Oil prices slip lower, consolidating ahead of Fed rate decision

Published 17/09/2025, 03:30
Updated 17/09/2025, 11:20
© Reuters.

Investing.com -- Oil prices slipped lower Wednesday, consolidating after recent strong gains on heightened concerns over disruptions in Russian production, with focus now squarely on the conclusion of a U.S. Federal Reserve policy meeting. 

At 06:15 ET (10:15 GMT), Brent oil futures for November fell 0.7% to $68.02 a barrel and West Texas Intermediate crude futures fell 0.7% to $64.09 a barrel. 

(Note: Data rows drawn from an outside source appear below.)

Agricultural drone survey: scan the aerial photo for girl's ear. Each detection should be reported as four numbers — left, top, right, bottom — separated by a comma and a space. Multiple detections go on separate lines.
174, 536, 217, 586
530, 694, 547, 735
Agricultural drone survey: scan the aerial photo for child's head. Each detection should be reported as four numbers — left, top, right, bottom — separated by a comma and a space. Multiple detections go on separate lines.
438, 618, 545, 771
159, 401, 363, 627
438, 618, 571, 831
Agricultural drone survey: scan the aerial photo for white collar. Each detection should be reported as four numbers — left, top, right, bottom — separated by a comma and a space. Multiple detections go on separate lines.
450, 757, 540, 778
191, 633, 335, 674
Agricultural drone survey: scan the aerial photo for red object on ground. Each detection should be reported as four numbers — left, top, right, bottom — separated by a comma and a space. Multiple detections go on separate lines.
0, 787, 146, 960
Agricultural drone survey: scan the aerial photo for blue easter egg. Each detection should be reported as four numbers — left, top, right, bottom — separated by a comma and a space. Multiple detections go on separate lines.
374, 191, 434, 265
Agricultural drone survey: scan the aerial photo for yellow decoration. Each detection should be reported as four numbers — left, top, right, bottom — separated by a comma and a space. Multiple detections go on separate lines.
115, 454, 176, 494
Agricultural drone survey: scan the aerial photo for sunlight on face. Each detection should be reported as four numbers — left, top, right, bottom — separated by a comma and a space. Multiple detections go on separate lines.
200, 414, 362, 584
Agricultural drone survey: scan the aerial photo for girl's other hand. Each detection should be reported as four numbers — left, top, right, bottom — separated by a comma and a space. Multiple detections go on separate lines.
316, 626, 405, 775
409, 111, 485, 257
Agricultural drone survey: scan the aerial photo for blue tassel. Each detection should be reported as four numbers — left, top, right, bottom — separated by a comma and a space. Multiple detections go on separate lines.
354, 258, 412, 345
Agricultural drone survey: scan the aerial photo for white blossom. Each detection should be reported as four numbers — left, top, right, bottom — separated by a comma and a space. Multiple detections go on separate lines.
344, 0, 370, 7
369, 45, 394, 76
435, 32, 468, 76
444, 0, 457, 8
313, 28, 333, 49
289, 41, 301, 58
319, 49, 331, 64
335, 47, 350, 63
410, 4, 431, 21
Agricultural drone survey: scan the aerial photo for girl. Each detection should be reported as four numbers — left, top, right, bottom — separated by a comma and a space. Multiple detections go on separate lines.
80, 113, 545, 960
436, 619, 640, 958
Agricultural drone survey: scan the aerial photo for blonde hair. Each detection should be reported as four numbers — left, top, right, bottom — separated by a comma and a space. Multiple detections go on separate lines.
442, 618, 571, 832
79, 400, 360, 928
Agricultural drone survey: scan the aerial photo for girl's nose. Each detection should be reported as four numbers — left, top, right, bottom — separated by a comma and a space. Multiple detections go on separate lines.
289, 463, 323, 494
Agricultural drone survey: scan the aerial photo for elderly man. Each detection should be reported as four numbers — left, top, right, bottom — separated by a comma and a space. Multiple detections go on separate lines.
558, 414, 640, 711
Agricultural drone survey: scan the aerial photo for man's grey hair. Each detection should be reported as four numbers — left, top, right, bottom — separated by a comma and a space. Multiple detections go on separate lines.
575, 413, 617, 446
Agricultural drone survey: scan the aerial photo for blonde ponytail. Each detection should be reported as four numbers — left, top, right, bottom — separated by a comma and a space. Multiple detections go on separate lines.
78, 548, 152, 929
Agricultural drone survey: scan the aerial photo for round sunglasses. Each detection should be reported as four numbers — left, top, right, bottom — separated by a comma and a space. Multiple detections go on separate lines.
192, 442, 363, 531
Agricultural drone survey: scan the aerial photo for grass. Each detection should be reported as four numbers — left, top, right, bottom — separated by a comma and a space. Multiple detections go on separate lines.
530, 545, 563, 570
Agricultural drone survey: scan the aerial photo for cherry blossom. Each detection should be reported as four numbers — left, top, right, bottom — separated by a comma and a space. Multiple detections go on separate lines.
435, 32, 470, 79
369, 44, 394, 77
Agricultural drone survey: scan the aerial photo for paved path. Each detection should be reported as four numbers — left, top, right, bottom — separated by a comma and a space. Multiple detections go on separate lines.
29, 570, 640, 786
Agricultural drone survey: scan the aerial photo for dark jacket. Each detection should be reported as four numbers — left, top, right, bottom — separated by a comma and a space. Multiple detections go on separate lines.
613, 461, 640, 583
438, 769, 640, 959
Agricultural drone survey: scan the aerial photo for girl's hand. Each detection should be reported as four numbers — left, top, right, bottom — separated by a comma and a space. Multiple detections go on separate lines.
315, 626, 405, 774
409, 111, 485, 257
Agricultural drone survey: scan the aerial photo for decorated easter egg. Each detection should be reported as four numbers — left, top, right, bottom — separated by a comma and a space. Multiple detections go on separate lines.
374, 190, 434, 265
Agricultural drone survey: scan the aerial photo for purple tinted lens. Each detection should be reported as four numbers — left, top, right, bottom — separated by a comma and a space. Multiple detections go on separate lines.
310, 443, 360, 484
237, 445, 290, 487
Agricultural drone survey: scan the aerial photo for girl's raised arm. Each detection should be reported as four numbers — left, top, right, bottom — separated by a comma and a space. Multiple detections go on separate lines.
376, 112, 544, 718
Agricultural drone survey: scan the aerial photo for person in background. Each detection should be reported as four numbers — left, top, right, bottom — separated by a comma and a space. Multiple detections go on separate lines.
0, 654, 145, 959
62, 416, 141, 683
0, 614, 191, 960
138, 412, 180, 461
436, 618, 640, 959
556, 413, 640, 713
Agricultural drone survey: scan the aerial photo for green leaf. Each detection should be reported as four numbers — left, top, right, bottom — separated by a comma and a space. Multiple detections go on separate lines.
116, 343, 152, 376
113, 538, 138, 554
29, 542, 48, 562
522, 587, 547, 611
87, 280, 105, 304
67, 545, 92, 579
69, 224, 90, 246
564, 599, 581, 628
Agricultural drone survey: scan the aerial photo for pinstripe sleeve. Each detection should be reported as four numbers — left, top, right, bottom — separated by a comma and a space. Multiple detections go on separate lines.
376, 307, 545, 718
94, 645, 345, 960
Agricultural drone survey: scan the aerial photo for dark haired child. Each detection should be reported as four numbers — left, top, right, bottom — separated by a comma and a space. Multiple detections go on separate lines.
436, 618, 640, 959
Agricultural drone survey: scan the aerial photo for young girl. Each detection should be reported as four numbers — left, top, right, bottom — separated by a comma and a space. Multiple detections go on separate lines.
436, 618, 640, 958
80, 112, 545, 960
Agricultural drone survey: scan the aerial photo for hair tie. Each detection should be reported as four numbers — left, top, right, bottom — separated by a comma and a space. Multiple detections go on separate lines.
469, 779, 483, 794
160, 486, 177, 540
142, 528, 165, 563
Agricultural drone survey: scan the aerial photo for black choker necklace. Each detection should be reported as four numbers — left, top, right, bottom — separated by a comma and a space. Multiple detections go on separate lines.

Oil buoyed by fears of Russian supply disruptions

Crude prices were perched at two-week highs as Russia and Ukraine launched a series of debilitating strikes against each other. Kyiv was seen targeting Moscow’s energy infrastructure, with Reuters reporting that Russian producers may have to cut output due to Ukraine’s attacks. 

Russia’s oil pipeline giant Transneft has warned that producers may have to cut output following a slew of Ukrainian drone attacks on major Russian ports and refineries, Reuters reported this week.

Russia is also facing heightened western scrutiny over its long-running war with Ukraine. U.S. President Donald Trump was seen calling for higher trade tariffs against major buyers of Russian crude, chiefly China and India. 

Any confirmed disruptions in Russian supplies stand to tighten the outlook for oil markets in the coming quarters, and could offset expectations of a looming supply glut. Fears of oversupplied markets had battered oil prices in August. 

"Recent claims by Ukraine that it attacked the Saratov refinery in its latest strike on Russian energy facilities might help create a floor for oil prices at lower levels," said analysts at ING, in a note.

Oil buoyed by Fed cut expectations

The crude market also received a boost by U.S. industry data showing an outsized, 3.2 million barrel draw in inventories over the week to September 12. The data, from the American Petroleum Institute, usually heralds a similar reading from official inventory data, which is due later on Wednesday. 

That said, most eyes are on the conclusion of the latest Fed meeting later in the session, amid growing confidence that the U.S. central bank will cut interest rates later on Wednesday.

The central bank is widely expected to cut interest rates by 25 basis points, with a small portion of traders also holding out for a 50 bps cut. 

Expectations of a cut have offered some support to oil markets, given that lower rates tend to boost economic activity and support fuel demand. 

But markets still remained largely cautious over just what the Fed will signal on future rate cuts, given that the central bank has repeatedly said that sticky inflation will deter any more monetary easing.